Truncated mean
From Wikipedia, the free encyclopedia
A truncated mean or trimmed mean is a statistical measure of central tendency, much like the mean and median. It involves the calculation of the mean after discarding given parts of a probability distribution or sample at the high and low end, and typically discarding an equal amount of both.
For most statistical applications, 5 to 25 percent of the ends are discarded.
In some regions of Central Europe it is also known as a Windsor mean, but should not be confused with the Winsorized mean, which is similar but distinct.
Contents |
[edit] Notation
The index of the mean is an indication of the percentage of the entries removed on both sides.
For example, if you were to truncate a sample with 8 entries by 12.5%, you would discard the first and the last entry in the sample when calculating the truncated mean.
[edit] Interpolation
When a trimmed mean for a sample must be determined, but it cannot be accurately done, the best is to calculate the nearest two trimmed means, and interpolate (usually linearly).

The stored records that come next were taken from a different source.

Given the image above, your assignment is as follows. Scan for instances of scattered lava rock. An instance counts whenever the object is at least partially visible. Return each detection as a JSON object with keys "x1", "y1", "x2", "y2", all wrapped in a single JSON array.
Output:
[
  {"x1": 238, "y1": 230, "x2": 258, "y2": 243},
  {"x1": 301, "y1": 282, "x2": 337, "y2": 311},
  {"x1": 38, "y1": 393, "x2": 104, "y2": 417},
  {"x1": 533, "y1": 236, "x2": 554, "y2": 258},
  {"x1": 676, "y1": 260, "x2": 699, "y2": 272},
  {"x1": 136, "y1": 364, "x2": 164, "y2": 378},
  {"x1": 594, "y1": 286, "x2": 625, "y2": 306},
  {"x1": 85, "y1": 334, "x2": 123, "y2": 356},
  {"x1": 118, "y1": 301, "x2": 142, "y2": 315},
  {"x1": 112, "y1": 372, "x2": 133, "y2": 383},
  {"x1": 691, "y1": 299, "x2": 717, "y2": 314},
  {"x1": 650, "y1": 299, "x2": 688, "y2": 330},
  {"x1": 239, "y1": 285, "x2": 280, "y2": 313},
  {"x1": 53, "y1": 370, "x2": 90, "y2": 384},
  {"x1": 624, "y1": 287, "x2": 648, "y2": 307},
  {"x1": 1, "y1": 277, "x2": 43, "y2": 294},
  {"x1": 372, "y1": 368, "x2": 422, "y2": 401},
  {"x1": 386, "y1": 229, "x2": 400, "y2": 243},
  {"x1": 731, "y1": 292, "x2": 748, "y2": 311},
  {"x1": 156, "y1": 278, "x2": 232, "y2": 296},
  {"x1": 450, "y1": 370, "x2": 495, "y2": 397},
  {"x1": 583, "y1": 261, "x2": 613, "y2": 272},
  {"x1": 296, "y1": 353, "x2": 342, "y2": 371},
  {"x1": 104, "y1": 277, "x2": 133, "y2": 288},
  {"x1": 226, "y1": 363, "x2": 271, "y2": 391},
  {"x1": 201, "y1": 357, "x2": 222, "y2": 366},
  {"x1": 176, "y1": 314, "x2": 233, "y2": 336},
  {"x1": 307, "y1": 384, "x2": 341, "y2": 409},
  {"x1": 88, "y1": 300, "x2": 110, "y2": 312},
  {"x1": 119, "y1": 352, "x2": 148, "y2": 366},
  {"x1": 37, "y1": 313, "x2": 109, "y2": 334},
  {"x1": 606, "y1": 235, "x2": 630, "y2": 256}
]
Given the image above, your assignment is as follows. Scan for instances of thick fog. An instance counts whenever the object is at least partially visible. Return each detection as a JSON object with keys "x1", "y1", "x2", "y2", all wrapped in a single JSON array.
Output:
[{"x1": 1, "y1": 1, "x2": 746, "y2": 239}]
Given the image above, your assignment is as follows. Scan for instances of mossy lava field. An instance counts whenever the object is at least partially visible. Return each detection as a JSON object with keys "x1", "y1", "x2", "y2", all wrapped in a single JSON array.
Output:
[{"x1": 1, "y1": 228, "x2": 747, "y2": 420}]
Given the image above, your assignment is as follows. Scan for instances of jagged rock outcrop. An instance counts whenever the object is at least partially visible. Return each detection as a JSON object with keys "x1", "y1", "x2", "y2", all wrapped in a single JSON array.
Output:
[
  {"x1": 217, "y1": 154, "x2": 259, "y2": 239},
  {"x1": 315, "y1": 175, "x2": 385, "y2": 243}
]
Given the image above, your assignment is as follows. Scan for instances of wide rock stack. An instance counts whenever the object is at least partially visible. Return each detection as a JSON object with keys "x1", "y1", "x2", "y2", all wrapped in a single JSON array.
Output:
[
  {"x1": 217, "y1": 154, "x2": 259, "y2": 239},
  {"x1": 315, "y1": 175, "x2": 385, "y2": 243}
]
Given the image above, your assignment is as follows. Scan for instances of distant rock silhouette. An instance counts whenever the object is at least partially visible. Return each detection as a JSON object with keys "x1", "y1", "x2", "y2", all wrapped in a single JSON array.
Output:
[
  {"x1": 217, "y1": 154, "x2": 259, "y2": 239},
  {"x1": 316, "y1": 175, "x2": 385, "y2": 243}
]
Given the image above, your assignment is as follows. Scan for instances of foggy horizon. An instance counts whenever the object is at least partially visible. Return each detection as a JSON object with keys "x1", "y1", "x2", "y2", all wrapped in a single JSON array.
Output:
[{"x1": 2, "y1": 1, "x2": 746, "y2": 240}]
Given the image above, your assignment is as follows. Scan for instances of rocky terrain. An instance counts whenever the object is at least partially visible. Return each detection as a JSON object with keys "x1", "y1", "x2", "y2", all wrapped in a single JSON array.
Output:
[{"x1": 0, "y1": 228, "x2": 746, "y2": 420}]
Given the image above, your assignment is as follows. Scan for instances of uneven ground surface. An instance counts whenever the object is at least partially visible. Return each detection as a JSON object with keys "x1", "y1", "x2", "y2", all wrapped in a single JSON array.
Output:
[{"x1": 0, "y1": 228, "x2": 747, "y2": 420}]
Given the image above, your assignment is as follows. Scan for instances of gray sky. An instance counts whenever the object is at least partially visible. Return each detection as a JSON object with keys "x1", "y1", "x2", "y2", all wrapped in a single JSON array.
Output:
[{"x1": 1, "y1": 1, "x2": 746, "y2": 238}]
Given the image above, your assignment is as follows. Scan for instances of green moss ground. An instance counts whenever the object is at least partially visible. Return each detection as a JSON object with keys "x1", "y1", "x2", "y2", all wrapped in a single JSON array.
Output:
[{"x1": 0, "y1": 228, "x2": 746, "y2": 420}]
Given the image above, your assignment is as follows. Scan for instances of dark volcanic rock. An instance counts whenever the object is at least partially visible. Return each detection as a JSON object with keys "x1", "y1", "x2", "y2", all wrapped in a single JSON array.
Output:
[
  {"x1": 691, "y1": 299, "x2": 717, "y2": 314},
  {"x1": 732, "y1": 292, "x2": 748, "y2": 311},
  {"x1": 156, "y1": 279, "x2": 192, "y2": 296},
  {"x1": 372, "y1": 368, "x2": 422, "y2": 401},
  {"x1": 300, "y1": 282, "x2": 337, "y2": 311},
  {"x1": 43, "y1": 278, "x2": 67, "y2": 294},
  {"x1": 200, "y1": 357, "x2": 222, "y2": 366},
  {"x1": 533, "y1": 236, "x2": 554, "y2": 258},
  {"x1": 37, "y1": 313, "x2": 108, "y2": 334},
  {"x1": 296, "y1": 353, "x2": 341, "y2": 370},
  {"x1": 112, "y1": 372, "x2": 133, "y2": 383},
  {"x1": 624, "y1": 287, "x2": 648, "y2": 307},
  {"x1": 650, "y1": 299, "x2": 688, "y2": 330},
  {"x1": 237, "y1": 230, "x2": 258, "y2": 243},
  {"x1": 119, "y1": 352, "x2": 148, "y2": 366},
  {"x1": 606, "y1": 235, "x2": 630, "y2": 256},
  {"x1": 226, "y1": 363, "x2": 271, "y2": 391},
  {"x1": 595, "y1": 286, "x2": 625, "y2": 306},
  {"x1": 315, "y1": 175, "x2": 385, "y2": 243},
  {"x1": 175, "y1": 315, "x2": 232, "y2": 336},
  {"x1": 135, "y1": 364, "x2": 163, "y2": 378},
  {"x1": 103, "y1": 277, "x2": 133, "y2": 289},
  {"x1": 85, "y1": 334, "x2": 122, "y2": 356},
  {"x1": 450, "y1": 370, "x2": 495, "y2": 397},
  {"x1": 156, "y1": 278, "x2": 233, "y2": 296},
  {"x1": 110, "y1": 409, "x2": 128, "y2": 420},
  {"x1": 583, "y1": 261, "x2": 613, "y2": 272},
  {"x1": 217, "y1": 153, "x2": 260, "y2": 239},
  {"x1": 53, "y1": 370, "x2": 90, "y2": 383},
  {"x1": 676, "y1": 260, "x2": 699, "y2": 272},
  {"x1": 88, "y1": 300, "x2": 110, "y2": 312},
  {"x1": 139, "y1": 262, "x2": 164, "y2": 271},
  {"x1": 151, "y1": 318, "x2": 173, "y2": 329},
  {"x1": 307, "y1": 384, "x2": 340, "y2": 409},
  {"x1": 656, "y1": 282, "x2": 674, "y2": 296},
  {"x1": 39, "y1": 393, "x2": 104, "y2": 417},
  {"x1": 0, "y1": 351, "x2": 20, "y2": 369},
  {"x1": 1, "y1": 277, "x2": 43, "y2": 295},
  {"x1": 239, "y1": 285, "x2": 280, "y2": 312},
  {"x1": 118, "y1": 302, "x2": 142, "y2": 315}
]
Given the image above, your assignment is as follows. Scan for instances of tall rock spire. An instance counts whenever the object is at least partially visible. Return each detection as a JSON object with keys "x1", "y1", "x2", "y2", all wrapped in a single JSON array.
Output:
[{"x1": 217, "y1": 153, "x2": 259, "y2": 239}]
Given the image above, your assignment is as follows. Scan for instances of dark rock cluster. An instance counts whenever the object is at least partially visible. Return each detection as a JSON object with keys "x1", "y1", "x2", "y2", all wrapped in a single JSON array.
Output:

For example, if you need to calculate the 15% trimmed mean of a sample containing 10 entries, you would calculate the 10% trimmed mean (removing 1 entry on either side of the sample), the 20% trimmed mean (removing 2 entries on either side), and interpolating to determine the 15% trimmed mean.
[edit] Advantages
The trimmed mean is a useful estimator because it is less sensitive to outliers than the mean but will still give a reasonable estimate of central tendency or mean for almost all statistical models. In this regard it is referred to as a robust estimator.
[edit] Drawbacks
The truncated mean uses more information from the distribution or sample than the median, so unless the underlying distribution is symmetric, the truncated mean of a sample is unlikely to produce an unbiased estimator for either the mean or the median.
[edit] Examples
The scoring method used in many sports that are evaluated by a panel of judges is a truncated mean: discard the lowest and the highest scores; calculate the mean value of the remaining scores.
The interquartile mean is another example when the lowest 25% and the highest 25% are discarded, and the mean of the remaining scores are calculated.